Introduction

Linux adopts the clock algorithm, an LRU approximation, to conduct its page replacement. In a multiprogrammed environment, the global LRU approximation replacement algorithm selects an LRU page for replacement throughout the entire user memory space of the computer system. The risk of low CPU utilization increases if the memory page shortage happens all over the interacting processes. For example, a process is not able to access its resident memory pages when the process is resolving page faults. These already obtained pages may soon become LRU pages when memory space is being demanded by other processes. When the process is ready to use these pages in its execution turn, these LRU pages may have been replaced to satisfy requested allocations of other processes. The process then has to request the virtual memory system to retrieve these pages by replacing LRU pages of others. The page replacement may become chaotic, and could cascade among the interacting processes, eventually causing system thrashing. Once all interacting processes are in the waiting queue due to page faults, the CPU is doing little useful work. This situation is affected by the following conditions: (1) the size of memory space in the system, (2) the number of processes, (3) the dynamic memory demands of each process, and (4) the page replacement algorithm. A robust page replacement algorithm allows the system to keep enough processes active in memory to keep the CPU busy. When a page replacement algorithm fails to prevent thrashing, some operating systems, such as FreeBSD and Solaris, employ the memory load control mechanism to suspend, even swap out some processes for a period of time. However, the memory load control has its drawbacks. It introduces too much intervention to the suspended/swapped processes. Some processes even can not afford to stop for a certain time period. After suspension or swapping out, the whole memory space of the processes can be lost, thus more efforts are needed thereafter in activation or swapping in. Moreover, process swapping is an expensive operation for both systems and user programs [8].

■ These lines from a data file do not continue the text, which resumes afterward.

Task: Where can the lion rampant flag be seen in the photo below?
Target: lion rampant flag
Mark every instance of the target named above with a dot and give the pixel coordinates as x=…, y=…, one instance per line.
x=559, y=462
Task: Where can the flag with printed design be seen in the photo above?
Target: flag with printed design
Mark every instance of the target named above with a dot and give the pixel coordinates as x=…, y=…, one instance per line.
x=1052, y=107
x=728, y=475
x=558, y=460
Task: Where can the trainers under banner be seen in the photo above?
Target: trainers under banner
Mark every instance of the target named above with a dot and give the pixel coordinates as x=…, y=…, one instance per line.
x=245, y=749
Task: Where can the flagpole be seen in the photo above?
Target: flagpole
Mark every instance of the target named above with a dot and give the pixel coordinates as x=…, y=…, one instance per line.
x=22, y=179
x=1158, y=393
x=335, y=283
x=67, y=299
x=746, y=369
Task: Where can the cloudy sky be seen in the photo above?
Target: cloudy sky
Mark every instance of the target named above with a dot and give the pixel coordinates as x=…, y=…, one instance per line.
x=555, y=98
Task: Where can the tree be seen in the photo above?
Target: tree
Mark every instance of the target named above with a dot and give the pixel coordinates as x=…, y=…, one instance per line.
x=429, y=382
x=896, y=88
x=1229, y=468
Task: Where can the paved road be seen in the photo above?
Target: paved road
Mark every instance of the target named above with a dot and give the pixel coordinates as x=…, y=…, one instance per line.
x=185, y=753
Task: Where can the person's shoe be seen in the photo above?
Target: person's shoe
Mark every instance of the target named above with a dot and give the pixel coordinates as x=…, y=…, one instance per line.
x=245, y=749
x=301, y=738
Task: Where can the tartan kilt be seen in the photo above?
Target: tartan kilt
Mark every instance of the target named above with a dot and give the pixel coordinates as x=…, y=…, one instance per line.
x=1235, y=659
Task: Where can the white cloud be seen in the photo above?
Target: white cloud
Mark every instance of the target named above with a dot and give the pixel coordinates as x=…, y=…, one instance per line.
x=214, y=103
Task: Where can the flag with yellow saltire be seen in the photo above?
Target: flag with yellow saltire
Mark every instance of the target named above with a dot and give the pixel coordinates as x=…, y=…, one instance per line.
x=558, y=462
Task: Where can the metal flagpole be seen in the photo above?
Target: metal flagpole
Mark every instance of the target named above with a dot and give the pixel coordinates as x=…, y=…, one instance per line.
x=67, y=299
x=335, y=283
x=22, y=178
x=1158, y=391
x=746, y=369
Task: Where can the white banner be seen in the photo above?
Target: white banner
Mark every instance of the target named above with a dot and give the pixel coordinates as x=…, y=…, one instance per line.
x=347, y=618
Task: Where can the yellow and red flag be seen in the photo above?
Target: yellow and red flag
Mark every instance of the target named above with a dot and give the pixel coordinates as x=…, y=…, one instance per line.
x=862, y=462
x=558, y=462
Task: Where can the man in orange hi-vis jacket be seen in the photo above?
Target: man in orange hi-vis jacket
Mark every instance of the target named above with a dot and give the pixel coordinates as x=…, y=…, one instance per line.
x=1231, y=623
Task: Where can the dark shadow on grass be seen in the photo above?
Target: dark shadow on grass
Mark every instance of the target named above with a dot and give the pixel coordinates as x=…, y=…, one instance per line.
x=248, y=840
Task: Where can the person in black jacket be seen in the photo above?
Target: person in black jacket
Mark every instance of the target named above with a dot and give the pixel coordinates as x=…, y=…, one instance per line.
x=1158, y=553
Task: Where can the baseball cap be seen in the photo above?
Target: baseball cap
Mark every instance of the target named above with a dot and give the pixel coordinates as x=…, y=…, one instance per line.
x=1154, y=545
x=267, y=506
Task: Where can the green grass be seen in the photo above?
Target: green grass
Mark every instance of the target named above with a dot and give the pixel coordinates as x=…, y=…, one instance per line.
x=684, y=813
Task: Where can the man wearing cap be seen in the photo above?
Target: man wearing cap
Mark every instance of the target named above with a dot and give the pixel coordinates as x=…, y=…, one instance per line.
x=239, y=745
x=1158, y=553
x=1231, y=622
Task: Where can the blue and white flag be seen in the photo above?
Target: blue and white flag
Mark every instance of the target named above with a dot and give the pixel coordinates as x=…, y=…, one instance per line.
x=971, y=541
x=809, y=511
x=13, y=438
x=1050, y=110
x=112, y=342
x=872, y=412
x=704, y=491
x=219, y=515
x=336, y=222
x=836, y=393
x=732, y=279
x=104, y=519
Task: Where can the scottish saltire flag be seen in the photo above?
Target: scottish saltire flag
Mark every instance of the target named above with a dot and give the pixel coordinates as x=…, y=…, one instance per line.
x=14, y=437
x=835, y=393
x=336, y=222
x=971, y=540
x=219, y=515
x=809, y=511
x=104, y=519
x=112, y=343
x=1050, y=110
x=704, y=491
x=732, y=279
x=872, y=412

The most destructive aspect of thrashing is that, although thrashing may have been triggered by a brief, random peak in workload (such as all of the users of a system happening to press Enter at the same second), the system might continue thrashing for an indefinitely long time. Considering large variations of memory demands from multiple processes and dynamic memory demands in their lifetimes of the processes, page replacement algorithms should be robust enough to deal with thrashing. Linux developers have tried to provide a solution to address the issue by improving the page replacement performance. Its main idea is to let one or more memory-intensive processes release more memory pages, in order to help others build up their working sets and then make full use of CPU cycles. In this paper, we first analyze the variations of page replacement in Linux kernels on this aspect. Considering the conflicting interests between CPU utilization and memory utilization, we show the effectiveness of the effort in this direction is limited. Our experiments also show serious thrashing could be easily found in Linux kernels. We propose a Linux patch to enhance the capability of replacement algorithms to eliminate the thrashing by dynamically monitoring system conditions and adjusting replacement algorithms accordingly. We implement the patch, and the resulting performance and its analysis are provided to show its effectiveness.